On April 13, I sued the D.C. Board of Election and Ethics and the city of Washington to keep polls open longer on Tuesday because the city’s special election coincides with the last day of Passover, a time when observant Jews are prohibited from writing or using electronic devices such as voting machines. Here is how the story unfolded:

As a father, I look forward to taking my children to watch me vote. Never take for granted, I explain to them, the great privilege and responsibility of being able to cast a ballot.

On April 3, we noticed a sign for the April 26 special election for seats on the D.C. Council and the State Board of Education. They asked: “Will you take us to vote?” And that is when I realized I couldn’t.

I immediately brought my concerns to the Board of Elections and Ethics. I explained that the election as scheduled was discriminatory because it was placing a higher burden for voting on a distinct population: observant Jews. Alternatives such as absentee ballots and early voting at Judiciary Square would, in my opinion, result in fewer Jews voting. Instead, I asked for polls to be open till 10 p.m. on the 26th so that Jews could vote after sundown, which will be at 8:40 that night.

Not only did the board deny my request, it reacted insensitively. The board’s counsel said, “How were we supposed to know it’s Passover?” They said our explanation for why we couldn’t vote that day was an “excuse” comparable to someone being on vacation.

But most disturbing was the board’s claim that it was bound by statute to hold the election on that day and would react in the same way if the matter came up again. The board asserted that if the election were scheduled for Christmas, then it would be held even on Christmas.

So with the help of two incredible attorneys, Steven Lieberman and Sharon Davis, we took the Board of Elections and Ethics to federal court on April 13.
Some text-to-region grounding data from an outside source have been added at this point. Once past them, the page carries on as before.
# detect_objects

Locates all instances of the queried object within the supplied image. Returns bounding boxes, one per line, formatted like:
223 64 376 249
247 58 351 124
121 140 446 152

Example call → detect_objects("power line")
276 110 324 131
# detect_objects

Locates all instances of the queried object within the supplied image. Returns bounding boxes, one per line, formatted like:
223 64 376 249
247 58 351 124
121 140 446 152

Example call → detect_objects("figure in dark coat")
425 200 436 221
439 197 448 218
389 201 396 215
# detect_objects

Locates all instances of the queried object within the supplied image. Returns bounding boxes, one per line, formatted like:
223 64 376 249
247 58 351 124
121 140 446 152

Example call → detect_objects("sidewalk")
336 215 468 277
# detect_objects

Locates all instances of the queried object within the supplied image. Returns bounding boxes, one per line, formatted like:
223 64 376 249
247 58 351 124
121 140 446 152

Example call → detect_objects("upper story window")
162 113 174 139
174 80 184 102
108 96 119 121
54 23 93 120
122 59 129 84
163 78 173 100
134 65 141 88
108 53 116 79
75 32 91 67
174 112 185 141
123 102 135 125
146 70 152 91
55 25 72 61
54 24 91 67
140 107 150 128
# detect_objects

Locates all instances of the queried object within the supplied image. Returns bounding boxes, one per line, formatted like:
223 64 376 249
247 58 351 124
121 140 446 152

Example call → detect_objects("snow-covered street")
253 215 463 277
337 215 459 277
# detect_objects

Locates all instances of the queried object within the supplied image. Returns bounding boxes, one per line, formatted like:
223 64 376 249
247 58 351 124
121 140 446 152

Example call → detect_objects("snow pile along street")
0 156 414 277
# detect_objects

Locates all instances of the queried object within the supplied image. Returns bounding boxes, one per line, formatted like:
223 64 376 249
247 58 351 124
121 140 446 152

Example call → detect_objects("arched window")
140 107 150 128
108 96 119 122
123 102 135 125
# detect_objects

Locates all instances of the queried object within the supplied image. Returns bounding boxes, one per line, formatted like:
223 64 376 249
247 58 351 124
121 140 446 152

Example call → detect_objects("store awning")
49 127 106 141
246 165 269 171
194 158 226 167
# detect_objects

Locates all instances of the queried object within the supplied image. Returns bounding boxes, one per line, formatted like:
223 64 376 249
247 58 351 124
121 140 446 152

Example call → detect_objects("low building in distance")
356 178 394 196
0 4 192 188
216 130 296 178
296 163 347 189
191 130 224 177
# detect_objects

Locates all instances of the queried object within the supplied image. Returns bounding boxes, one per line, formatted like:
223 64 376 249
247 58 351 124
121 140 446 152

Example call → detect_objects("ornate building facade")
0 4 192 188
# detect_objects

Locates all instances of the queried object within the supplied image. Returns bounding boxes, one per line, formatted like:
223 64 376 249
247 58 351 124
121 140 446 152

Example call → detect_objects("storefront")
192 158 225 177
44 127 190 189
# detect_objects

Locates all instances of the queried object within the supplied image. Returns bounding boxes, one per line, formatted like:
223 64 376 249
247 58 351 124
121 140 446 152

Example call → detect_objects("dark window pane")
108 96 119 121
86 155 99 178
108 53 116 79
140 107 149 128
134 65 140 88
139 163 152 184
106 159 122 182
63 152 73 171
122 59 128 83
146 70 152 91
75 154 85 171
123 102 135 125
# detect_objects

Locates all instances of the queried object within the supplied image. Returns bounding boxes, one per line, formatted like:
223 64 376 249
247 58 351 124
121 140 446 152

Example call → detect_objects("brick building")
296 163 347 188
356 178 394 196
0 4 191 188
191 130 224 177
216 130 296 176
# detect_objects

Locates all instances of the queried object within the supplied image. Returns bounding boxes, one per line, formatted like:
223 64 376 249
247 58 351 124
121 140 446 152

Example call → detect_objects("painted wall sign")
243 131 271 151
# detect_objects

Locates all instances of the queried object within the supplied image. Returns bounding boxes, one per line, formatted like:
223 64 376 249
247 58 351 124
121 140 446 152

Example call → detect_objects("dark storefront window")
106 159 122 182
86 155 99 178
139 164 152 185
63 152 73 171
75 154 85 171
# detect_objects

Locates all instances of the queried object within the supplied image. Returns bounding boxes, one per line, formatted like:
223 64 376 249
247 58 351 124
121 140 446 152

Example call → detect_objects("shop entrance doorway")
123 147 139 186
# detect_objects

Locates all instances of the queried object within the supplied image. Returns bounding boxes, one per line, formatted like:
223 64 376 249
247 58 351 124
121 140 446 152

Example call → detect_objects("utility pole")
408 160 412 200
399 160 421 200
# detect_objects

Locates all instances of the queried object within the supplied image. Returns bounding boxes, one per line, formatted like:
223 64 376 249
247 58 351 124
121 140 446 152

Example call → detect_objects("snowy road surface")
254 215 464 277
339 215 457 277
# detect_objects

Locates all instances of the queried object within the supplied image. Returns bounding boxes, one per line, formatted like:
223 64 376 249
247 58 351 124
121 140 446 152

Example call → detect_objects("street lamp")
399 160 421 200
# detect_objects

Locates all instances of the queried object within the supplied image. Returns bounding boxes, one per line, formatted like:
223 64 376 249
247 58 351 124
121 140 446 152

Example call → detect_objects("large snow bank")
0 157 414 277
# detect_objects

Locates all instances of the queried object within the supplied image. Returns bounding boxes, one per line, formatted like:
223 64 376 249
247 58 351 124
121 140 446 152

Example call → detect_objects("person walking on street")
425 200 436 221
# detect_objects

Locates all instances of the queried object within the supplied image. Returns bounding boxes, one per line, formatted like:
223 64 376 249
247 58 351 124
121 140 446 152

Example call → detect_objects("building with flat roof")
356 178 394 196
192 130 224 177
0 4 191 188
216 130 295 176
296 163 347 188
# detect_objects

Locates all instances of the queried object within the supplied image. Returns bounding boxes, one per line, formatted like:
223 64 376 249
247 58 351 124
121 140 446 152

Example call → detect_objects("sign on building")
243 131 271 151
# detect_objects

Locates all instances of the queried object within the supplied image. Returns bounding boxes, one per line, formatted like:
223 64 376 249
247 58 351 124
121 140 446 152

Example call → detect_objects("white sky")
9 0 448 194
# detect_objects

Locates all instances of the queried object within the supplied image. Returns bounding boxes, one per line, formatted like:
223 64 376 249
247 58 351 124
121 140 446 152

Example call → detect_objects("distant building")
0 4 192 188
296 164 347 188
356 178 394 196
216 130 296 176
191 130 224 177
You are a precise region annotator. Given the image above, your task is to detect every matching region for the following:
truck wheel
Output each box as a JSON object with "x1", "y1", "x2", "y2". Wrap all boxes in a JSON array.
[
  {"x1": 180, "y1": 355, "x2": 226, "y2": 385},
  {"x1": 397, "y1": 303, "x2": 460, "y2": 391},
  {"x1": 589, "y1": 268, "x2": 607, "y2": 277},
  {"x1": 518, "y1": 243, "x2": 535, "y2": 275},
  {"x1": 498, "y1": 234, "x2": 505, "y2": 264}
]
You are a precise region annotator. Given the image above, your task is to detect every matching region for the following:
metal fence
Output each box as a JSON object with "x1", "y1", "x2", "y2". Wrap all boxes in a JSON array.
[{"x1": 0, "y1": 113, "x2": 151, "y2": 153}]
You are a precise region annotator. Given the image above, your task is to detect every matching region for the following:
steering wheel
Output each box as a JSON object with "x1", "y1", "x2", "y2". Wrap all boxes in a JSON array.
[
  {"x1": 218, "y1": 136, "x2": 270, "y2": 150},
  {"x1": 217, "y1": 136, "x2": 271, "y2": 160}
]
Our request for a preliminary injunction keeping the polls open till 10 p.m. on April 26 was denied by U.S. District Judge Emmet Sullivan in light of the heavy burden required for emergency injunctive relief. Nevertheless, Judge Sullivan fully validated our position. He publicly admonished the board, saying that it “had failed to discharge” its responsibility “in a manner that reflects an appreciation for and recognition of the voting rights” of all the residents of the District. He said that he wished that the board and the District would “consent to an extension of [the polling hours until 10 p.m.] because it’s warranted.”

He told the board and the D.C. government that they had it backward. They should have been the plaintiffs asking to extend the polling hours — and the judge said that he “would have happily granted such a motion.” He said he was “profoundly sympathetic” to our position; that the lawsuit was not over “by any stretch of the imagination”; and that the denial of emergency injunctive relief “in no way forecloses the possibility that on a more fully developed record” — our suit was only two days old — we “may be able to establish that the Defendants impermissibly infringed upon [my] constitutional rights.”
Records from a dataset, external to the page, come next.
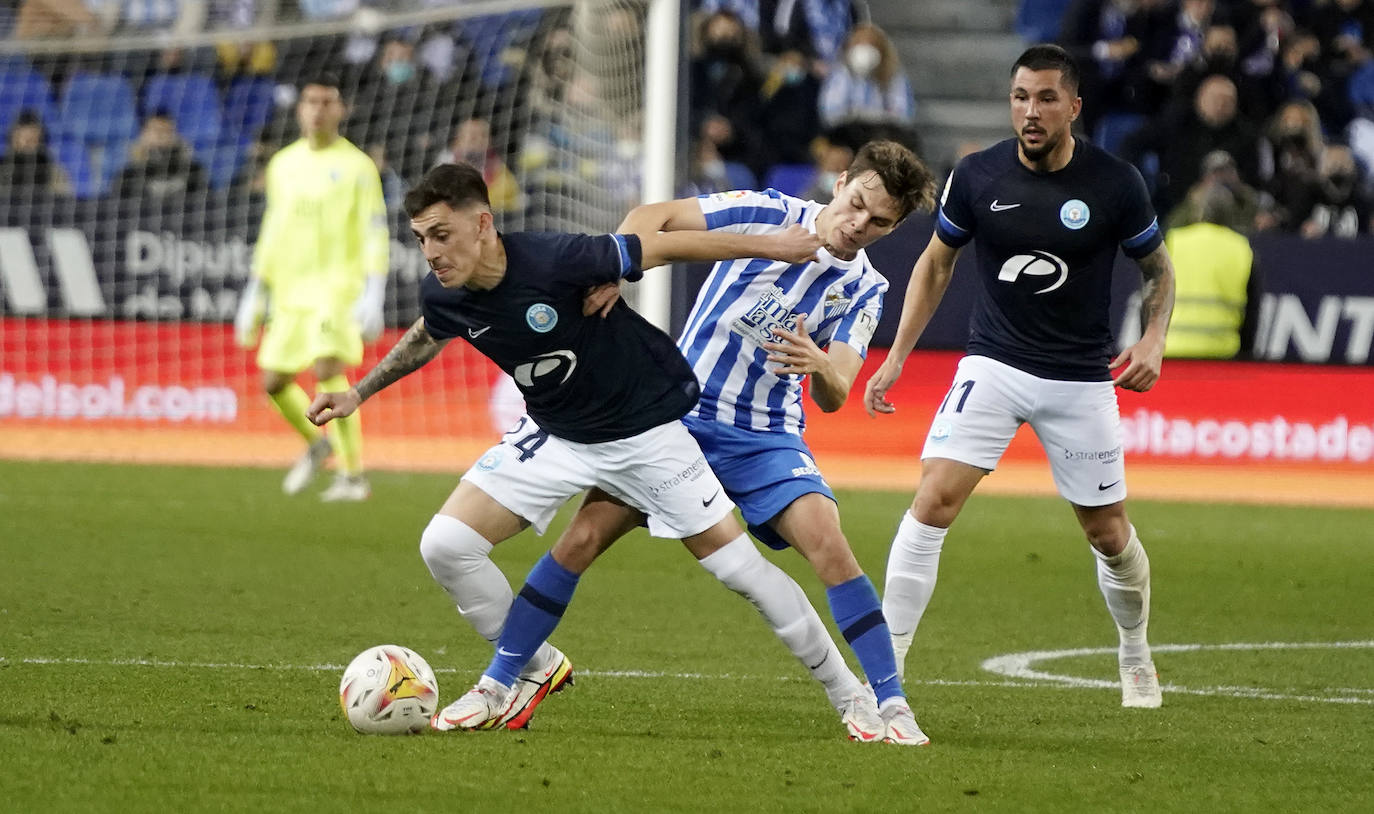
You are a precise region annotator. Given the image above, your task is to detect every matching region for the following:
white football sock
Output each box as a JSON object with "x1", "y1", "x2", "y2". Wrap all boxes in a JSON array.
[
  {"x1": 1094, "y1": 525, "x2": 1152, "y2": 667},
  {"x1": 883, "y1": 512, "x2": 947, "y2": 678},
  {"x1": 418, "y1": 514, "x2": 555, "y2": 672},
  {"x1": 698, "y1": 534, "x2": 863, "y2": 707}
]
I am encouraged to continue our suit to make sure that the city never again schedules an election on a major religious holiday. Judge Sullivan himself said that, “This will never happen again.” That’s exactly right — because we will work hard to make sure of it.

One more thing Judge Sullivan did was to strongly encourage the Board of Elections and Ethics to offer early voting on April 24, Easter Sunday — a request to which the board acceded. (This is something we did not ask for because we did not want to burden anyone else’s religious observance.) He thus not only provided us with an alternative means of voting in this election, but he also showed the board the absurdity of scheduling an election on a major religious holiday.

So I am renting a bus that will leave my synagogue at 2 p.m. on Sunday and we will go down as a community to vote. (Sunday, the sixth day of Passover, isn’t subject to the same restrictions as the last day of the holiday week.) And I invite you — Jews, Christians, Muslims (and those belonging to any faith or none) — to join me on that bus as we go down to vote and thereby not only perform our civic duty but also join together symbolically in a demonstration of religious toleration and fairness for all.

The writer is the rabbi for Ohev Sholom — the National Synagogue in Shepherd Park.